ВАУ: Лаборантская работа.
ААЗ: Конечно, совершенно лаборантская работа! А вывод настоящего квалифицированного мастера состоит в том, что умеет сделать настоящее квалифицированное заключение, что при таком «ѣ» будет такое диалектологическое расположение. Оказалось, что нет этих слов. Слов просто нет в тексте! Там есть просто «ѣ», он принадлежит концу последнего слова.

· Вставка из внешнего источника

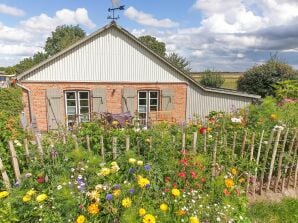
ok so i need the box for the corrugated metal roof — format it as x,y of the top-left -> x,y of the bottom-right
17,22 -> 260,99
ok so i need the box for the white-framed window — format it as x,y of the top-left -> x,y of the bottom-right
138,90 -> 159,126
65,91 -> 90,128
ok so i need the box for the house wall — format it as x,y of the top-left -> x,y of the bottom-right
22,82 -> 187,132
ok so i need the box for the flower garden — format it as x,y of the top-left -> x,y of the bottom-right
0,96 -> 297,223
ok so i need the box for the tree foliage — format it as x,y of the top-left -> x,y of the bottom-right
237,57 -> 298,97
274,80 -> 298,100
139,35 -> 166,57
200,69 -> 225,88
167,53 -> 191,72
45,25 -> 86,56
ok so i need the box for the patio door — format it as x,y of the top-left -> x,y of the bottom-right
138,91 -> 159,126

И помню, меня это ужасно поразило. Потому что я не знал, что это бывает на каждом шагу! Вот сейчас я это знаю. Сейчас я думаю, что три четверти никуда не годных работ негодны по этой причине. Потому что человек не в состоянии понять, до какой степени то, что его интересует на верхних уровнях, зависит от того, как он сделал нижние уровни. Но начиналось с того, что… Вот, скажем, так. С теми же берестяными грамотами. Я читаю ту последовательность букв, которая опубликована, и пытаюсь увидеть в ней больший смысл, чем в том нелепом переводе, который предлагается. Но мне в голову не приходит, что буквы не те стоят в подлиннике! Мне годами не приходило в голову, что это может быть! Потому что я думаю, что это ведь люди, которые умеют читать древние буквы, буквы-то он же видит! Вот потом он уже действительно ошибся и неправильно прочитал слово. Словораздел неправильно поставил. А выяснилось, что буквы неправильные!
ВАУ: Ну какой-нибудь пример приведите.
ААЗ: Ну, не «в», а «к» стоит. Нету у него верхних горизонталей. Там стоит не «в», а «б» — нет там соединения. У меня был целый такой период, — сейчас меня дразнят этим в экспедиции, — что я в течение нескольких лет отказывался смотреть на грамоты. Я говорил: зачем мне грамота, когда у меня публикация, меня она интересует, я ее попробую осмыслить. Иногда ничего не получалось. Я теперь знаю: потому что не могло получиться! Потому что там неправильно. Это был целый такой взрыв, такая революция, когда я первый раз увидел, что если посмотреть в грамоту, то может оказаться, что буквы не те.
ВАУ: А прорисовки грамот правильные?
ААЗ: Конечно, могут быть ошибки в прорисовках.
ВАУ: Но вы смотрели даже не прорисовки.
ААЗ: Нет-нет, я смотрел уже опубликованную вещь. Я предполагал, что люди, которые переходят от подлинника к прорисовке, от прорисовки к набору букв текста, знают свое дело безупречно. Сейчас я дошел до того, — это в экспедиции тоже знают, — что практически ни одному этапу исследования грамоты, от первого, от вытаскивания ее из земли, до публикации, уже не доверяю, если я сам этого не вижу.